Verso il bianco : diario di viaggio sulle orme di Robert Walser / di Paolo Miorandi
Exòrma, 2022
Abstract: Nel primo pomeriggio del giorno di Natale del 1956, il corpo senza vita di Robert Walser fu trovato lungo un sentiero di montagna. La celebre fotografia in bianco e nero scattata da un anonimo poliziotto accorso sul posto, e riprodotta su ogni libro dedicato allo scrittore svizzero, lo ritrae disteso sulla neve, adagiato nel bianco. "Verso il bianco" è un pellegrinaggio nei luoghi walseriani, come lo definisce lo stesso autore, una sfida e uno scavo.

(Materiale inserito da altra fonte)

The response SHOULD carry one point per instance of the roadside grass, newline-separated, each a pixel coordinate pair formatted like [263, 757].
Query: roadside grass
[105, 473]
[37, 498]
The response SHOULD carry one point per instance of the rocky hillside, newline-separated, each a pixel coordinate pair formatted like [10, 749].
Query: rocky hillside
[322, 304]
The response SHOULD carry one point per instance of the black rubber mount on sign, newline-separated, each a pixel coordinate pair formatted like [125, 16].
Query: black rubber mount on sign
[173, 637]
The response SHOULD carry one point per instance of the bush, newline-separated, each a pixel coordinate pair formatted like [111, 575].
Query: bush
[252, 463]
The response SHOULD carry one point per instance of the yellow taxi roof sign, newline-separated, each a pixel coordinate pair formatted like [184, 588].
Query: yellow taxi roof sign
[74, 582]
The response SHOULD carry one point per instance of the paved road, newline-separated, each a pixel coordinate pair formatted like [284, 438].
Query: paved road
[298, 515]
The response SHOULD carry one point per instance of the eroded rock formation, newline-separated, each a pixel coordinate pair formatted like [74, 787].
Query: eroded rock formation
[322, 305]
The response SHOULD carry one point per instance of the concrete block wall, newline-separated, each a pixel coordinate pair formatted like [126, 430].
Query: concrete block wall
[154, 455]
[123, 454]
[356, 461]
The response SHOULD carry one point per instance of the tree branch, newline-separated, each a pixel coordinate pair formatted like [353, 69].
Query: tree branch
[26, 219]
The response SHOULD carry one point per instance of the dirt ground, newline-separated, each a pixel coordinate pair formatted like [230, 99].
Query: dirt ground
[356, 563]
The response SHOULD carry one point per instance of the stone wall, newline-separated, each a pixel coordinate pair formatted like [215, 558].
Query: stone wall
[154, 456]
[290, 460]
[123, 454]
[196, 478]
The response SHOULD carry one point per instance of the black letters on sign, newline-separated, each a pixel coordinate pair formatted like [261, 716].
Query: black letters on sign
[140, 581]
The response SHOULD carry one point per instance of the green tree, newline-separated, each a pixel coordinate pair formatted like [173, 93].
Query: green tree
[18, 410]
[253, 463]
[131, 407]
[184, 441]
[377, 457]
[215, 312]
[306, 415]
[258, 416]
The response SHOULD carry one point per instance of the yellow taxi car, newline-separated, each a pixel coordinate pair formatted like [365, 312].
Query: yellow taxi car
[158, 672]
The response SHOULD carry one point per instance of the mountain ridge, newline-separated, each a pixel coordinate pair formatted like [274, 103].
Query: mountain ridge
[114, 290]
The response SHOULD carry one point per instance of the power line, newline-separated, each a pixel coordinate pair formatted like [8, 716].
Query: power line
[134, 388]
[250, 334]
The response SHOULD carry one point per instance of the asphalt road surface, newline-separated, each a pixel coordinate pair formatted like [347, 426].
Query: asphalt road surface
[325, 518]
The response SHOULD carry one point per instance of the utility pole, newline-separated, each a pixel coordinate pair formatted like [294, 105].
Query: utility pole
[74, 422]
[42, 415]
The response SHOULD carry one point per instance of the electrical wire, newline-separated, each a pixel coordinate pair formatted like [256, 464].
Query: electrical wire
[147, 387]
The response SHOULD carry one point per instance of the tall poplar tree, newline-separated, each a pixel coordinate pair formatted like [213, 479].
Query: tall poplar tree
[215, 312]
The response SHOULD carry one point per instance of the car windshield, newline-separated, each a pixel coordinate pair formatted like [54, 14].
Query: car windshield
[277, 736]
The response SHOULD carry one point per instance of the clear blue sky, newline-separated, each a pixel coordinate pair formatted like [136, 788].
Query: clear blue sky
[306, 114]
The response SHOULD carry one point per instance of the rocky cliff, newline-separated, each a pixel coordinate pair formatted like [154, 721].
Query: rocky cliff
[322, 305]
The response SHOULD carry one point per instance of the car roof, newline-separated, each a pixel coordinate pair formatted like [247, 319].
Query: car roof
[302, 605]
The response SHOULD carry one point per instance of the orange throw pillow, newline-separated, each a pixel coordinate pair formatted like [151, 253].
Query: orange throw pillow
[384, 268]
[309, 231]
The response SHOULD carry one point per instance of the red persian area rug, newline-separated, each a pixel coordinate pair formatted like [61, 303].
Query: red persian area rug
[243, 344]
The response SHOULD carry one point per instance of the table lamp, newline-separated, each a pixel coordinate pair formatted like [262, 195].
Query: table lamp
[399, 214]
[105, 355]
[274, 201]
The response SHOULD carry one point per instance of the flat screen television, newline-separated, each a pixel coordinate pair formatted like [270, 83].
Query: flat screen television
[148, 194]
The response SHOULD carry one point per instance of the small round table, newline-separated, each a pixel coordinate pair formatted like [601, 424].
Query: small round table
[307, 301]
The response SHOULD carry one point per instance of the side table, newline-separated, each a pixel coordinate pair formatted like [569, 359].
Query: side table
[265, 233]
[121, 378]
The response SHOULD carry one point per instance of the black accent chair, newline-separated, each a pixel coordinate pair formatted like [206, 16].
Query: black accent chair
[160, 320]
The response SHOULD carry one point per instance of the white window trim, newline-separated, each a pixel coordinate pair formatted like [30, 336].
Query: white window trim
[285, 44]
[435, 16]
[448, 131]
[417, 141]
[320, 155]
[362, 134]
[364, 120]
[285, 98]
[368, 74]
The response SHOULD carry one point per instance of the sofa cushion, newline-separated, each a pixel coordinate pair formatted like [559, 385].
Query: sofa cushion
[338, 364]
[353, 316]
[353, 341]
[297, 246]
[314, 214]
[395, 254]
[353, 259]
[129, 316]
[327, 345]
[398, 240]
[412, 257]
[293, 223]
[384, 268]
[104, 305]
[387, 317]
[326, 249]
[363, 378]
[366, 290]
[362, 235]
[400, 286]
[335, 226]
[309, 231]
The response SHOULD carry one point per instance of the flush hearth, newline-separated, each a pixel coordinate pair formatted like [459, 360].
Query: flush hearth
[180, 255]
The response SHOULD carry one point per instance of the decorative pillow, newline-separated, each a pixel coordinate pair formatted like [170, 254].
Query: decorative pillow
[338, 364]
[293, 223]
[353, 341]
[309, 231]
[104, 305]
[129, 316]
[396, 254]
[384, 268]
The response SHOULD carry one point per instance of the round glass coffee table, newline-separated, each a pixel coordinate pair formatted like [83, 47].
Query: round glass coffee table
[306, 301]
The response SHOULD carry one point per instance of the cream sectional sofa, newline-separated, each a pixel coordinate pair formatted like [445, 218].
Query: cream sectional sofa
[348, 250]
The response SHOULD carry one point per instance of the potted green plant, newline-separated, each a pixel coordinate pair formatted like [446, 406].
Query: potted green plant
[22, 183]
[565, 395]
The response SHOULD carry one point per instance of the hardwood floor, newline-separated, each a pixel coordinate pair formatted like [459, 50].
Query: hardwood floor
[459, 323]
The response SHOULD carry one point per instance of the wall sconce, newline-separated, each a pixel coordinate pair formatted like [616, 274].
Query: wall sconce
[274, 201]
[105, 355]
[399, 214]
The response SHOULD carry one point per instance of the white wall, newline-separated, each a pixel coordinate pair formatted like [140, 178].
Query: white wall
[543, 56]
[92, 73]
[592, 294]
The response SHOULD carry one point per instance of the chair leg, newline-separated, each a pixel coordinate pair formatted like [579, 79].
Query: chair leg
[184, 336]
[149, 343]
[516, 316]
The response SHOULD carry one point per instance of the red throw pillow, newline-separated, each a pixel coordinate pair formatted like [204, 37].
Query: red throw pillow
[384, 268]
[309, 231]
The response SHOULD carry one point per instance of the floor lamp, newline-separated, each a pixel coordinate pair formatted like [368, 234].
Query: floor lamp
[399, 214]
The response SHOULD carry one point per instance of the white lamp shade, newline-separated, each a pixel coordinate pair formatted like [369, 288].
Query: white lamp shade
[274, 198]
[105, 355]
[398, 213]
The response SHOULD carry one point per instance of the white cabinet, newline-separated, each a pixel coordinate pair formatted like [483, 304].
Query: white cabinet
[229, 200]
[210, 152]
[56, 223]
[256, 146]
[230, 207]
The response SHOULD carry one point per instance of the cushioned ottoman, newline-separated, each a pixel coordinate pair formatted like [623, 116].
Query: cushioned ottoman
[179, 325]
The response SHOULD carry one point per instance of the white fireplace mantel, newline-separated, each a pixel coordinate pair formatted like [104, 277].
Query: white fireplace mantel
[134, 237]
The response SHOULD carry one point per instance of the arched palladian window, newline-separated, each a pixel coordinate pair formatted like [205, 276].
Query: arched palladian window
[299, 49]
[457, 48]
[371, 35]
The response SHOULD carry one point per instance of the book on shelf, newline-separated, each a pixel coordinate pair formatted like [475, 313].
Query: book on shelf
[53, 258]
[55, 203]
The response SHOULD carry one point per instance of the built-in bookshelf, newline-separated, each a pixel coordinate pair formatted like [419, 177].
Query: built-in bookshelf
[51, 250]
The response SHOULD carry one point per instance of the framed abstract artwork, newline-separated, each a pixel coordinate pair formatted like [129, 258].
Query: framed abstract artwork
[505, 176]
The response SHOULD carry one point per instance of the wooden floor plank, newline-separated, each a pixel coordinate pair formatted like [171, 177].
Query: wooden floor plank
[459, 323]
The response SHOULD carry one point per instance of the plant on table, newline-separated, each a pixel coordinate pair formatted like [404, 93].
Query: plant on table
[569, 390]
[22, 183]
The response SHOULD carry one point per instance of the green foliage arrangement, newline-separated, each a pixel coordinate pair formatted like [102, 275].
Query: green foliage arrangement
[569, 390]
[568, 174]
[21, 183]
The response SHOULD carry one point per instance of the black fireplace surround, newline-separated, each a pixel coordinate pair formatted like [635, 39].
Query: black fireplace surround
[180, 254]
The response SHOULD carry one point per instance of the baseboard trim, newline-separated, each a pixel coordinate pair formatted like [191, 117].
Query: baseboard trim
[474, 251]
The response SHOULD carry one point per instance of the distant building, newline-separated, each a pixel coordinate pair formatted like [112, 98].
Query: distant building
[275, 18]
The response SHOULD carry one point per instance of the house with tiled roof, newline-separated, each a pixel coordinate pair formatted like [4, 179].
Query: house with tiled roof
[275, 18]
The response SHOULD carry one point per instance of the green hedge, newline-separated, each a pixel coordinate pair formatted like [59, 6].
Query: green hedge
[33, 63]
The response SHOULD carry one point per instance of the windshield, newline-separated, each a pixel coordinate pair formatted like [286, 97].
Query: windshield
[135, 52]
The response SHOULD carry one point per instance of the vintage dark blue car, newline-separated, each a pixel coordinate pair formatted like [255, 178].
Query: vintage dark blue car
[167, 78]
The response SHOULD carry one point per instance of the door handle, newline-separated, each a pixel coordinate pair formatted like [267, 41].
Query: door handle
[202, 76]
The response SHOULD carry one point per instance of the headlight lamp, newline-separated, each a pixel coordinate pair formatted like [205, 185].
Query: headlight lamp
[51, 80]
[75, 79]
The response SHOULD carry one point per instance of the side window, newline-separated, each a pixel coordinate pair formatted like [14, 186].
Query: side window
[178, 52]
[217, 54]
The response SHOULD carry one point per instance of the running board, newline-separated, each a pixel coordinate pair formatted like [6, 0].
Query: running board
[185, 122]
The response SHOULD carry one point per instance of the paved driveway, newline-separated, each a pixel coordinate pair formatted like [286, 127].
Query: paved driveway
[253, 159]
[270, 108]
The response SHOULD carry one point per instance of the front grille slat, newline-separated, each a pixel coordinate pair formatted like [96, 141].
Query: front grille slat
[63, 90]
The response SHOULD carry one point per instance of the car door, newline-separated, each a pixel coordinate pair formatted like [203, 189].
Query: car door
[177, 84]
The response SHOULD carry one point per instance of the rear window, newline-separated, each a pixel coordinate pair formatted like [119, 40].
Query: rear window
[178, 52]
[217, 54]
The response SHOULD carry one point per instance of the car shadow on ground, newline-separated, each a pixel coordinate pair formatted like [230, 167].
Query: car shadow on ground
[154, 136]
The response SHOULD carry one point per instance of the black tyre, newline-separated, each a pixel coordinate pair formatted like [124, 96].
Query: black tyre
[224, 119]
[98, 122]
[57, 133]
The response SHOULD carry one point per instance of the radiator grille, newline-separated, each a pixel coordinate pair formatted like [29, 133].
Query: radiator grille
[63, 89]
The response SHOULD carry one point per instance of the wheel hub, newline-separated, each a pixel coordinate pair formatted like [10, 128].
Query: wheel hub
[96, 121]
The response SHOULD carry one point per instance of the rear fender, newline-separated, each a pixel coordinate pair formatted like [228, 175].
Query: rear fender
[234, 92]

Paolo Miorandi procede, dal capitolo 7 (sette sono le orme di Walser nella neve) al capitolo 1, che è l’ultimo, viaggiando a ritroso in una delle più profonde ed eccentriche esperienze letterarie del Novecento. Robert Walser, introverso ironico e visionario, amato e ammirato da Kafka e Benjamin, da Musil e Herman Hesse, come da molti altri numi tutelari che hanno cercato di carpirne il segreto – Canetti, Sebald, Seelig – e considerato tra i massimi autori di lingua tedesca del secolo, rimane oggi tra i più invisibili. Ma Gianni Celati ci conforta: “Con l’epidemia di romanzi d’attualità che c’è in giro, e il conseguente crollo dell’intelligenza, Walser resta una specie di luce, un’energia che i media non hanno ancora divulgato e perciò svuotato”.